What is the maximum frequency jump between two increasing tones that could be perceived as continuous?
by Jeremy Ma
Insipired by the shepard tones, I was intrigued about the continuity of tones that increase in frequency.
In their paper, Warren et. al (1982) showed that perceptual filling in occurs with a discontinuous tone if the gap is masked with noise. Although it is also unclear whether perceptual filling in occurs in a tone that constantly and consistently increases in frequency, there should still be some degree of continuity between two of such tones. This study aims to investigate this the limits of this continuity by finding the maximum frequency jump that could be perceived as continuous, or in other words, the max gap in which these two tones would be grouped as one tone.
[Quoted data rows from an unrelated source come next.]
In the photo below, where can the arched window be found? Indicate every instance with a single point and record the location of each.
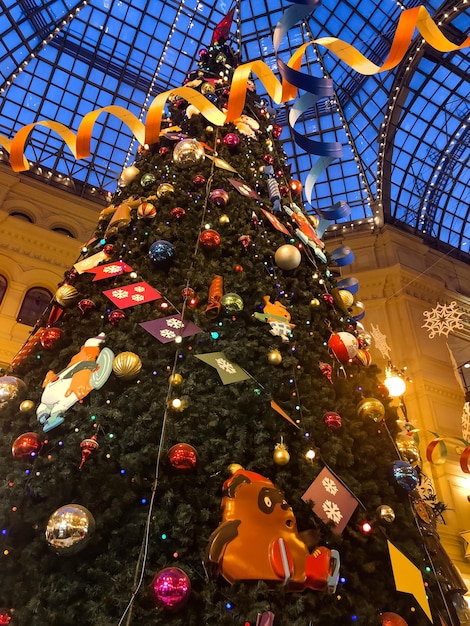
(34, 304)
(3, 286)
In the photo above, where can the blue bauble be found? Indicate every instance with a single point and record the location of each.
(161, 251)
(405, 476)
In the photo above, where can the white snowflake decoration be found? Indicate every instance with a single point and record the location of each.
(226, 366)
(330, 485)
(332, 511)
(442, 320)
(380, 341)
(466, 421)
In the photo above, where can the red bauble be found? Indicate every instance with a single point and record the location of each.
(183, 457)
(85, 305)
(171, 589)
(332, 420)
(177, 213)
(343, 346)
(392, 619)
(199, 180)
(295, 187)
(219, 197)
(50, 337)
(116, 316)
(27, 445)
(231, 140)
(210, 239)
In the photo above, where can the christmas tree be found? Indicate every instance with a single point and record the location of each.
(194, 433)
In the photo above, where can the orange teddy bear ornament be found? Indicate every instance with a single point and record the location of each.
(258, 539)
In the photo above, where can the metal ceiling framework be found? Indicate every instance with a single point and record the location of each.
(405, 132)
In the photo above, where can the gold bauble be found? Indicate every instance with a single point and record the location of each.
(275, 357)
(281, 456)
(232, 303)
(386, 513)
(346, 297)
(188, 152)
(164, 189)
(408, 449)
(234, 467)
(66, 295)
(371, 408)
(127, 365)
(69, 529)
(175, 379)
(26, 405)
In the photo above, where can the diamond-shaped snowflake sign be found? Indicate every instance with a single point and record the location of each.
(442, 320)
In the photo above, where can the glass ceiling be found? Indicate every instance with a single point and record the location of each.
(405, 132)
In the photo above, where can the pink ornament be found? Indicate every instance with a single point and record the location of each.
(116, 316)
(171, 589)
(332, 420)
(85, 305)
(231, 140)
(177, 213)
(343, 346)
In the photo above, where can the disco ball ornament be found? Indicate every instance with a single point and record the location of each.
(408, 449)
(231, 140)
(287, 257)
(115, 316)
(70, 529)
(199, 180)
(281, 455)
(188, 152)
(232, 303)
(275, 357)
(210, 239)
(386, 513)
(363, 358)
(127, 365)
(147, 180)
(50, 337)
(392, 619)
(66, 295)
(371, 408)
(343, 346)
(177, 213)
(405, 476)
(10, 386)
(332, 420)
(164, 189)
(183, 457)
(161, 251)
(86, 305)
(171, 589)
(146, 210)
(219, 197)
(27, 446)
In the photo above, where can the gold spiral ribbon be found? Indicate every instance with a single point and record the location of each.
(292, 80)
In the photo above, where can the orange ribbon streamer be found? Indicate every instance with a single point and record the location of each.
(79, 144)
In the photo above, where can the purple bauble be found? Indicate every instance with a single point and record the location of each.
(171, 588)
Keep in mind the question isn't whether 'if one can detect if the two tones are consistently increasing', as that depends on one's individual ability to distinguish tones; but rather 'if one perceives the two tones as one'.
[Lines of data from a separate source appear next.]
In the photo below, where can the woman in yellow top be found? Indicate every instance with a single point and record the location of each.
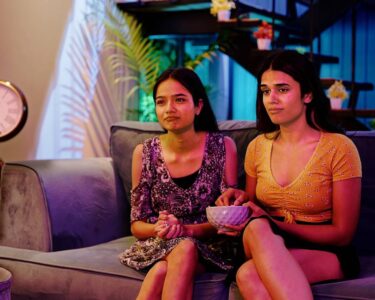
(303, 183)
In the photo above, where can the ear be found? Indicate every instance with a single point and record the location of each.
(199, 107)
(307, 98)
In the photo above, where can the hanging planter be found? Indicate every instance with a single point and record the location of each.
(264, 36)
(264, 44)
(336, 103)
(222, 8)
(337, 94)
(223, 15)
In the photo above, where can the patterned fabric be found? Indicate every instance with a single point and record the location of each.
(157, 191)
(309, 197)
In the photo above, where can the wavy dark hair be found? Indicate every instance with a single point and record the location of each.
(302, 70)
(206, 120)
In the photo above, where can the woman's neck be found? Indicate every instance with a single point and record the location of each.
(301, 133)
(183, 142)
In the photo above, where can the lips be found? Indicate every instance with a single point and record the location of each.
(170, 119)
(274, 110)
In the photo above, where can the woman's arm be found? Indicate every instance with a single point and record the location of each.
(231, 162)
(140, 229)
(346, 195)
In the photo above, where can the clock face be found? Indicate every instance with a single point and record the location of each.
(13, 110)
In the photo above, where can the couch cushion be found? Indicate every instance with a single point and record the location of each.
(364, 239)
(126, 135)
(88, 273)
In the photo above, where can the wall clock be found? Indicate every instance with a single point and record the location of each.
(13, 110)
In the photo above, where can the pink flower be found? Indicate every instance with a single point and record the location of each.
(264, 31)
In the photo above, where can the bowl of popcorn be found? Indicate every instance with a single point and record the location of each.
(219, 216)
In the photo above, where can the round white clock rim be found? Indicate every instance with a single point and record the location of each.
(17, 116)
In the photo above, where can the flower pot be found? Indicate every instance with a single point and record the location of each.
(336, 103)
(223, 15)
(264, 44)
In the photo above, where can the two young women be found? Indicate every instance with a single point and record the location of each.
(303, 185)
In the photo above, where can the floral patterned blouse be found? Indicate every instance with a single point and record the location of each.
(157, 191)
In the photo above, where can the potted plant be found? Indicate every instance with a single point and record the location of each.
(337, 94)
(264, 36)
(222, 8)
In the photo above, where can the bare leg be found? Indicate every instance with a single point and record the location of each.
(152, 285)
(182, 266)
(280, 273)
(327, 268)
(250, 285)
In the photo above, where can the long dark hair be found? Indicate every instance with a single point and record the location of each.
(206, 120)
(302, 70)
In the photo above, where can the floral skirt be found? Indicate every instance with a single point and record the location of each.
(216, 252)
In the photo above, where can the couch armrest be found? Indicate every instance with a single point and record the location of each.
(51, 205)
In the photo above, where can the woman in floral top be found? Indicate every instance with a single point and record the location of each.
(306, 176)
(175, 176)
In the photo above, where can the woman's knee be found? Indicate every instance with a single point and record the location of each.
(185, 252)
(160, 269)
(260, 230)
(245, 274)
(249, 282)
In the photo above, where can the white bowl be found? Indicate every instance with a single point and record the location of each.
(219, 216)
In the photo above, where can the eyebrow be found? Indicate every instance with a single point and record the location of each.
(174, 95)
(277, 84)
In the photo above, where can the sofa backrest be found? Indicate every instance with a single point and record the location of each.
(364, 239)
(126, 135)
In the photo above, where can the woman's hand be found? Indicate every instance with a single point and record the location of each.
(233, 230)
(169, 227)
(232, 197)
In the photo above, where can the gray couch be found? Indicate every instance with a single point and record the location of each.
(64, 222)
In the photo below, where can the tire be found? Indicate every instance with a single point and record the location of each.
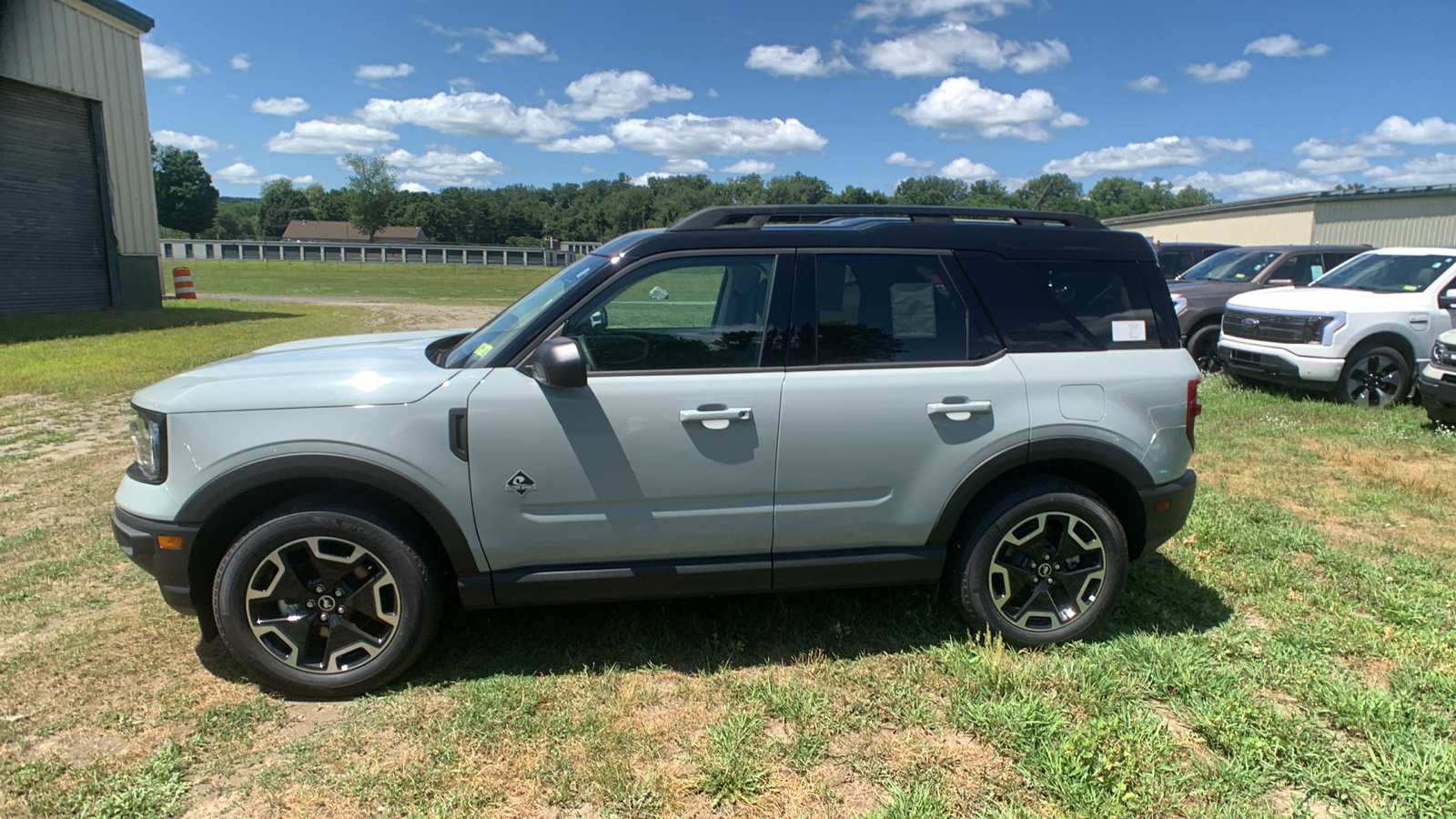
(1203, 346)
(325, 601)
(1006, 583)
(1373, 376)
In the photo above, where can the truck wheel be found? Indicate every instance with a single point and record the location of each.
(325, 601)
(1375, 378)
(1043, 566)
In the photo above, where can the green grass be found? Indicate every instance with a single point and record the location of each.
(415, 281)
(1290, 653)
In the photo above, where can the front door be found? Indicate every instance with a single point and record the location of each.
(657, 477)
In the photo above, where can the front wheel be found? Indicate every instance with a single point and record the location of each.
(1373, 378)
(1043, 566)
(325, 602)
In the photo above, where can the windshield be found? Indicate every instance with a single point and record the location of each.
(1380, 273)
(1230, 266)
(502, 329)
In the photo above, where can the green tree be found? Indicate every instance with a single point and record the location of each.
(371, 189)
(187, 198)
(281, 203)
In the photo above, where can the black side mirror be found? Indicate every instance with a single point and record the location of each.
(558, 361)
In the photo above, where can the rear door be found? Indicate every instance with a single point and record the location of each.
(895, 392)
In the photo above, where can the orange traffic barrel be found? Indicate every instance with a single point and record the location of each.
(182, 283)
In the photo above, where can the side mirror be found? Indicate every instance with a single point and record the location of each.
(558, 361)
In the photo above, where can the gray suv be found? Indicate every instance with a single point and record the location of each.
(1200, 293)
(753, 399)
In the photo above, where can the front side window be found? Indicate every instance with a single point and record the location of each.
(1380, 273)
(684, 314)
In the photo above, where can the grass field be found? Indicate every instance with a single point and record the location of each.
(1290, 653)
(422, 281)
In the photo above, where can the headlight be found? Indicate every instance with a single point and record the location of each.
(149, 435)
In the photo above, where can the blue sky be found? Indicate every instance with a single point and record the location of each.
(1244, 98)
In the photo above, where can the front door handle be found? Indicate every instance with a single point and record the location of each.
(960, 411)
(715, 419)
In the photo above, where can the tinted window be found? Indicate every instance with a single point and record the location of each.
(880, 308)
(703, 312)
(1055, 307)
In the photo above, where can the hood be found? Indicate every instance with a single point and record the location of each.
(1327, 300)
(346, 370)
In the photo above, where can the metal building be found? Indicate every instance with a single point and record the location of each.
(1375, 216)
(77, 201)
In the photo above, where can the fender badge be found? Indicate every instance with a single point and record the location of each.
(521, 482)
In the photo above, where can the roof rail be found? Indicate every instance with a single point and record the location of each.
(753, 217)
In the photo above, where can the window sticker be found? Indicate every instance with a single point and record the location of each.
(1128, 331)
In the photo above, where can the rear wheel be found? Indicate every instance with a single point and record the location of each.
(1043, 566)
(1375, 378)
(325, 602)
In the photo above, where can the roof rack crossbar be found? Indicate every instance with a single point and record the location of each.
(753, 217)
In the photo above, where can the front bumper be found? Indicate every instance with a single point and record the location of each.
(1279, 365)
(1167, 508)
(137, 538)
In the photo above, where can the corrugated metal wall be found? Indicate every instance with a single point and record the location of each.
(76, 50)
(1385, 222)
The illusion consists of two logirthimic chirps that both each grow at a steady rate, the first chirp growing from 200hz to 1600hz over 4 seconds, but only the first 2 seconds was used. The beginning of the second chirp is set to be N steps above where the first chirp should be at the same time, and the growth rate of the second chirp is the same as the first.
In order to induce this sense of continuity, we can mimic the shepard tones by using an amplitude envelope to create a 'gap' in the recording. We can do this by linearly decaying chirp1 to the 2 second mark, adding a silence of 125ms, then increasing the amplitude of chirp2.
R. Warren, Obusek, and Ackroff. (1982). "Auditory Induction: Perceptual Synthesis of Absent Sounds"
Smooth original
smooth with fade
1 step
1.5 step
2 steps
3 steps
6 steps
Comments
Jeremy Ma
c) I would expect that a >1.5 step difference would be around the max gap that our brain can fill in, so yes it does answer the question proposed.
d) I actually originally had this illusion with noise in the middle, but I found that perceptual filling doesn't really occur when there is a noise, possibly because of the continuously changing nature of the tone vs the static noise. I found it easier to fill in the gap with gradually amplitude decay. In the future, I could decrease the gap of 0 amplitude to help connect the two tones.
0
Cesar Duran
Interesting Experiment
While I agree with Griffin in that it's difficult to connect the two increasing tones, it was easier to convince myself that the tones could be perceived as one if I mentally fill in the gap to match the rising pattern. With this in mind, I found it possible to believe that the two tones were part of a continuous singular tone until there was a >1.5 step difference. With that big of a gap, it was difficult to mentally imagine a tone that would fit the gap.
This illusion roughly addresses the question presented, however it may be more beneficial to use Gaussian white noise versus silence to allow for easier filling in.
0
Griffin Leonard
a) I perceived every clip as two different increasing tones separated by a gap, except for the original (which I perceived as a single, continuous tone).
b) This illusion demonstrates that simply having an increasing tone (without noise in the background) is not enough to cause perceptual filling-in of a gap in the tone. This seems to answer the question "can two increasing tones separated by silence be perceived as continuous?" (to which the answer seems to be no,) as opposed to "what is the maximum frequency jump between two increasing tones that could be perceived as continuous?". Perhaps if the gaps of silence were removed or if noise was added, the original question could be addressed.